En 1999, les légumiers du Lot-et-Garonne, un département rural d'Aquitaine, avaient été relativement épargnés par la tempête. Cette fois, ils ont subi "Klaus" de plein fouet. Une catastrophe qui intervient au plus mauvais moment. Les producteurs commençaient à peine à se relever de la baisse des cours de ces dernières années sur certains produits, comme la salade.

« Je n'aurais jamais imaginé de tels dégâts ». Claude Griso, agriculteur à Sainte-Marthe, une commune de 400 habitants, au cœur du Lot-et-Garonne, regarde avec désolation sa production de salades. Plus de la moitié de sa serre, d'une surface de deux hectares, a été arrachée samedi par des rafales de vent, qui ont dépassé les 130km/h. Pourtant, « j'avais renforcé mes abris depuis la tempête de 1999. Tous étaient aux normes européennes, scellés dans le sol avec du béton », s'étonne-t-il. Son cas est loin d'être isolé. « 70% des serres ont été ravagées selon nos premières estimations. Cette tempête est extrêmement grave pour les légumiers, bien plus qu'en 1999 », souligne Michel de Lapeyrière, président de la Chambre d'agriculture du Lot-et-Garonne. Les fruits également sont touchés, en particulier les fraises. « De nombreuses bâches sont à terre. Le problème est que de nombreux fournisseurs sont en rupture de stock. Nous risquons de perdre une partie de la production », s'inquiète Philippe Blouin, président du syndicat des producteurs de fraises du Lot-et- Garonne. Au total, 115 des 500 hectares de fraises que compte le département, premier producteur français, sont actuellement « découvertes ».

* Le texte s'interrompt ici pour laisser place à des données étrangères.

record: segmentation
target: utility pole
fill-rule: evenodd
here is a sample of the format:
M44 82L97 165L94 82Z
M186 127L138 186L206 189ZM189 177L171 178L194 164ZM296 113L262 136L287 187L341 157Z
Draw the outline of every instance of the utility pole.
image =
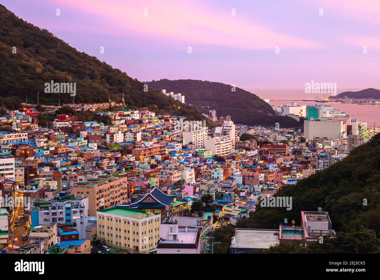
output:
M219 244L219 243L221 243L221 242L214 242L214 239L215 237L213 236L211 237L211 254L214 254L214 244Z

Des agriculteurs vont disparaître avec la tempête
Au final, la facture s'annonce « salée » pour les 3 500 producteurs de fruits et légumes du département. Il faut compter en moyenne 4 000 euros pour une serre d'un hectare et reconstituer le nylon. « Avec la main d'œuvre, cela va nous revenir à 5 000 euros », précise Raymond Girardi, secrétaire général et départemental du Modef (Mouvement de défense des exploitants familiaux). D'autant plus, que très peu d'agriculteurs ont souscrit à des assurances, qu'ils estiment trop coûteuses. Selon Claude, assurer une serre d'un hectare d'une valeur de 130 000 euros revient à 20 000 euros par an.    

Mais, surtout, cette tempête risque d'accentuer la crise de la filière. Actuellement, 50 % des producteurs de fruits et légumes sont en difficulté, si l'on en croit Raymond Girardi. Selon lui, 10% des 6 500 agriculteurs du département pourraient disparaître dans les toutes prochaines années. « Ceux qui sont à cinq ans de la retraite ne vont pas réparer leurs dégâts et préfèreront abandonner leur production ». Claude, par exemple, n'a que 45 ans et il a avoue que l'idée lui a traversé l'esprit. Endetté à hauteur de 50 000 euros, il n'arrive  plus à payer son fournisseur de graines et de plants de salades depuis deux ans.  « Les cours ne cessent de baisser. On ne sait plus où on va. Si la banque ne m'accorde pas un prêt, je ne pourrai même pas honorer les salaires de mes quatre ouvriers, dont j'ai besoin pour m'aider à réparer les dégâts ».

Le moral des producteurs de fruits et légumes est touché
Sur le terrain, Michel de Lapeyrière a pu mesurer le « blues » des agriculteurs. « Si la tempête a atteint le portefeuille des agriculteurs, c'est surtout le moral qui est touché ». Alors, pour leur redonner de l'allant, la chambre d'agriculture leur a envoyé 150 hommes, des militaires, des pompiers et a lancé un appel au bénévolat.  « Les producteurs de fruits et légumes ne s'en sortiront pas seuls », prévient Michel de Lapeyrière, qui attend une aide de l'Etat en millions d'euros. Selon lui, les agriculteurs du département sont « au bout du rouleau». « Nous avons accumulé les catastrophes ces dernières années, la tempête de 1999, une tornade en 2003 puis 2006, le gel en 2008 et là une nouvelle tempête. Nous avons besoin que la loi tendant à généraliser l'assurance récolte obligatoire aboutisse rapidement », avertit-il.